By Robert P. Murphy
and Charles Lammam
The Fraser Institute
Last year, every Canadian province except for New Brunswick (which has an increase planned for this year) hiked its minimum wage. And campaigns are underway, most notably in Alberta, to boost the wage floor further to $15 per hour.
Such a policy appeals to many Canadians because they think it will help the poor. Yet as a new study published by the Fraser Institute shows, the minimum wage is a very blunt instrument that arguably hurts the working poor more than it helps. It’s time to shift the debate to more effective policies.
The first step in understanding the limitations of the minimum wage is to consider who actually earns the minimum wage. In 2012, 88 percent of Canadian minimum-wage earners did not live in low-income households, as measured by Statistics Canada’s Low Income Cut-Off (LICO), a widely used measure of relative poverty. On the other hand, the vast majority of workers who lived in low-income households (83 percent) earned more than the minimum wage.
Put differently, most Canadians who earn the minimum wage are not “poor,” and most of the working poor earn more than the minimum wage.
These surprising results occur because most minimum-wage earners are teenagers or young adults. In fact, nearly 60 percent of minimum-wage earners are ages 15 to 24, with the vast majority of them (85 percent) living with parents or other relatives.
And 20 percent of minimum-wage earners live with an employed spouse, meaning there are other earners in the household.
Crucially, just two percent of Canadian minimum-wage earners are single parents with at least one child.
Besides being a blunt instrument for helping the working poor, there are outright negative consequences of the minimum wage. A large body of evidence finds that government policies making low-skilled labour more expensive will cause employers to hire fewer workers. Our study reviews the Canadian research, which tends to find that a 10 percent increase in the minimum wage will likely decrease employment of teens and young adults by three to six percent.
It is true that several studies in the United States since the 1990s have challenged the traditional consensus among economists that minimum wage laws cause unemployment, but the Canadian evidence is much sharper and more consistent partly because of the wider variance in policy experimentation across provinces.
In any event, there is more at stake than simply the total number of jobs available for low-skilled workers. If employers are forced to pay higher wages to low-skilled workers, then they have the incentive to cut back on other forms of compensation (such as job training and health benefits). They might also “pass along” some of the higher costs of the minimum wage to their customers, which will have a disproportionate impact on the poor in some industries (such as fast food restaurants).

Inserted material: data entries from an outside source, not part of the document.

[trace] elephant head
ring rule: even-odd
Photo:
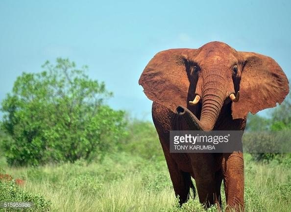
[[[224,105],[231,102],[233,118],[242,118],[281,104],[289,92],[288,80],[273,59],[218,42],[158,53],[139,83],[150,99],[203,130],[213,129]],[[198,105],[200,119],[191,111]]]

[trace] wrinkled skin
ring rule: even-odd
[[[244,130],[248,112],[274,107],[288,94],[288,80],[280,66],[269,57],[214,42],[197,49],[158,53],[139,82],[153,101],[153,120],[180,204],[187,200],[192,177],[206,207],[221,206],[223,180],[226,210],[243,211],[242,153],[171,153],[170,131]],[[238,101],[233,102],[230,94],[237,97],[239,91]],[[192,105],[196,95],[200,100]]]

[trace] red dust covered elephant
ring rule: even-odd
[[[244,130],[249,112],[275,107],[289,93],[288,80],[278,64],[213,42],[198,49],[158,53],[139,83],[153,101],[154,123],[180,204],[187,200],[192,177],[206,207],[221,206],[223,180],[226,211],[243,211],[243,154],[170,153],[170,132]]]

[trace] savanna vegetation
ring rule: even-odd
[[[0,202],[33,202],[17,211],[27,212],[205,211],[197,196],[179,207],[151,122],[106,105],[112,94],[86,67],[59,58],[42,68],[18,77],[2,102]],[[246,130],[290,130],[291,99],[268,118],[250,115]],[[290,212],[290,154],[244,161],[245,211]]]

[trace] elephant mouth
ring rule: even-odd
[[[217,100],[218,98],[217,98],[218,97],[217,96],[215,95],[212,95],[212,98],[211,98],[211,99],[209,99],[210,100],[207,99],[207,104],[208,105],[207,106],[208,107],[206,107],[207,106],[205,106],[205,105],[204,105],[204,103],[202,103],[202,110],[203,110],[204,106],[205,110],[211,111],[210,113],[209,113],[209,114],[210,114],[211,116],[208,116],[208,117],[204,116],[203,117],[203,115],[201,114],[200,120],[198,119],[191,111],[184,106],[179,106],[176,109],[176,112],[178,116],[183,117],[184,118],[190,129],[207,131],[211,131],[213,129],[219,114],[220,113],[221,107],[225,102],[224,101],[222,101],[222,102],[221,102],[218,106],[216,106],[216,107],[209,106],[209,105],[212,104],[211,102],[216,103],[218,102]],[[230,99],[232,102],[237,102],[240,98],[240,93],[239,92],[238,92],[236,95],[235,95],[234,94],[231,93],[230,95],[226,97],[228,97],[229,98],[229,99]],[[216,99],[215,98],[217,98],[217,99]],[[198,95],[196,95],[194,100],[189,102],[189,103],[191,105],[195,105],[198,103],[200,99],[200,96]],[[222,99],[219,98],[219,99],[221,100]],[[224,99],[225,100],[225,98]],[[213,108],[215,108],[215,110],[213,110]],[[212,118],[210,118],[209,117],[211,117]]]
[[[212,130],[212,129],[208,129],[191,111],[185,107],[179,106],[177,107],[176,111],[179,116],[184,118],[186,123],[191,129],[204,131]]]

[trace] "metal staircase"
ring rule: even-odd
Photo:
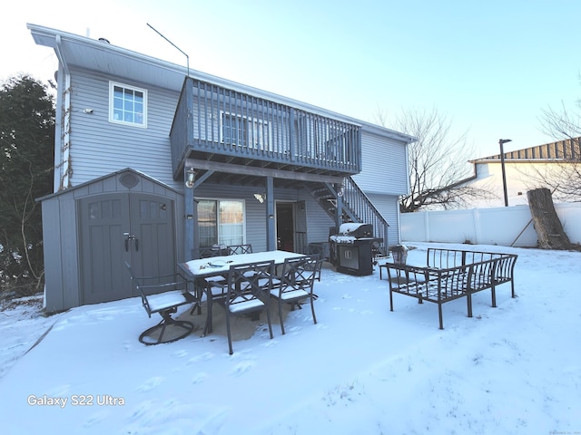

In short, the minimum wage is neither an efficient nor effective strategy for helping the working poor. Fortunately, there are better options available and with fewer negative consequences. The Working Income Tax Benefit (WITB), a federal program, represents one important example. The WITB, first implemented in 2007, provides a tax credit to low-income workers that rises with income up to a maximum refund. At a certain point the WITB begins to phase out with additional income, but only gradually.
The crucial advantage of the WITB is that it more efficiently increases the income of the working poor without making it harder for employers to hire less-skilled workers.
Canadians laudably want governments to pursue policies that will help the working poor. However, minimum wage hikes are a blunt instrument that may perversely hurt the poor by making it harder to find employment. The WITB is a much more sensible approach that targets the working poor.
Robert P. Murphy is a senior fellow and Charles Lammam is director of fiscal studies at the Fraser Institute. They are co-authors of Raising the Minimum Wage: Misguided Policy, Unintended Consequences.